Ok, so now let's have the guy actually hit the ground. Although you may think that this occurs instantaneously, it actually occurs over a non-zero time interval. This is easily seen if you ever watch a collision through the aid of slow-motion. Anyway, so when the guy hits the ground, it takes some non-zero time interval, $\Delta t$ to come to rest. Assuming the guy is hitting the same surface in both scenarios, we'll assume $\Delta t$ is a constant across our trials. (This isn't quite true, but slight variations in $\Delta t$ across drop heights are negligible compared to wildly different impact velocities.)

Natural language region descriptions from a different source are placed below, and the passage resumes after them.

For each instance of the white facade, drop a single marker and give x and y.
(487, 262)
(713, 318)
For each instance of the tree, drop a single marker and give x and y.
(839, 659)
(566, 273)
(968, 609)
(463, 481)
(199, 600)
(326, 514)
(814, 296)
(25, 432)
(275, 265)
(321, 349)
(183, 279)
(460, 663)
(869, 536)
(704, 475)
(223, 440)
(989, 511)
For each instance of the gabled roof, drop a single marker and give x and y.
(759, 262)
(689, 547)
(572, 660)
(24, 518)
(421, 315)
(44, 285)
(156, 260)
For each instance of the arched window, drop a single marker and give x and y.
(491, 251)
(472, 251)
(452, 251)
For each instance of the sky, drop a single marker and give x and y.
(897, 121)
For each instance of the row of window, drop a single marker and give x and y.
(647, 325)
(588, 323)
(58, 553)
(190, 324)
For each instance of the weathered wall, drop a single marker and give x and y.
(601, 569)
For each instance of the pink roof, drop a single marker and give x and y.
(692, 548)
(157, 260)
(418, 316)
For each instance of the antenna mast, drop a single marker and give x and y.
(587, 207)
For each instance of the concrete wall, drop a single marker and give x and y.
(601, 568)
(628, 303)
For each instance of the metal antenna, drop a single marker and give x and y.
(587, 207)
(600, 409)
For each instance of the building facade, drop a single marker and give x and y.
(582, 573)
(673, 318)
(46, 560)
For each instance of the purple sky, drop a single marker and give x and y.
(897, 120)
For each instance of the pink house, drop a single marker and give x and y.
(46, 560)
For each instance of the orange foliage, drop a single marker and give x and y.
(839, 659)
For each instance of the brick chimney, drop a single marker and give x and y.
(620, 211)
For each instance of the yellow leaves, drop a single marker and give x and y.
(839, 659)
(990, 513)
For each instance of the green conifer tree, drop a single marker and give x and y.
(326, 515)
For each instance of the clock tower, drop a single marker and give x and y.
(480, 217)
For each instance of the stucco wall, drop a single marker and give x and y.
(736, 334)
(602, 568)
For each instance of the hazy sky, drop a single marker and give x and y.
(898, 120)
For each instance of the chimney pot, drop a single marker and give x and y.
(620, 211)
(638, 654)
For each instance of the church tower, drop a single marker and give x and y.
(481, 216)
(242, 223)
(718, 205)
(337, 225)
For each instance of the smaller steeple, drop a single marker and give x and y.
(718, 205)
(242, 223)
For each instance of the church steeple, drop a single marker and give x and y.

When the guy hit's the ground, his momentum quickly goes from $p$, which is said is equivalent to the expression $mv$ to zero. This is because after he's fully collided with the ground, he's not moving anymore so his velocity, and therefore his momentum is zero. There's an equation that can be used to express this change in momentum, or impulse, in terms of force, and it's given by $$F\Delta t=m\Delta v$$ If the final velocity is zero, then $\Delta v$ is just given by $-v$, where $v$ is the velocity just prior to striking the ground. Solved for the impact force, $F$, we get that $$F=\frac{mv}{\Delta t}$$
Since the mass of the man, $m$, is the same no matter what height he is dropped from, and I said that we can (for our purposes) treat the time interval $\Delta t$ as a constant as well, you can see that the impact force, $F$, is proportional to the velocity $v$ the jumper has when he hits the ground. And as a mentioned earlier, higher drop height means higher final velocity, and therefore larger impact force.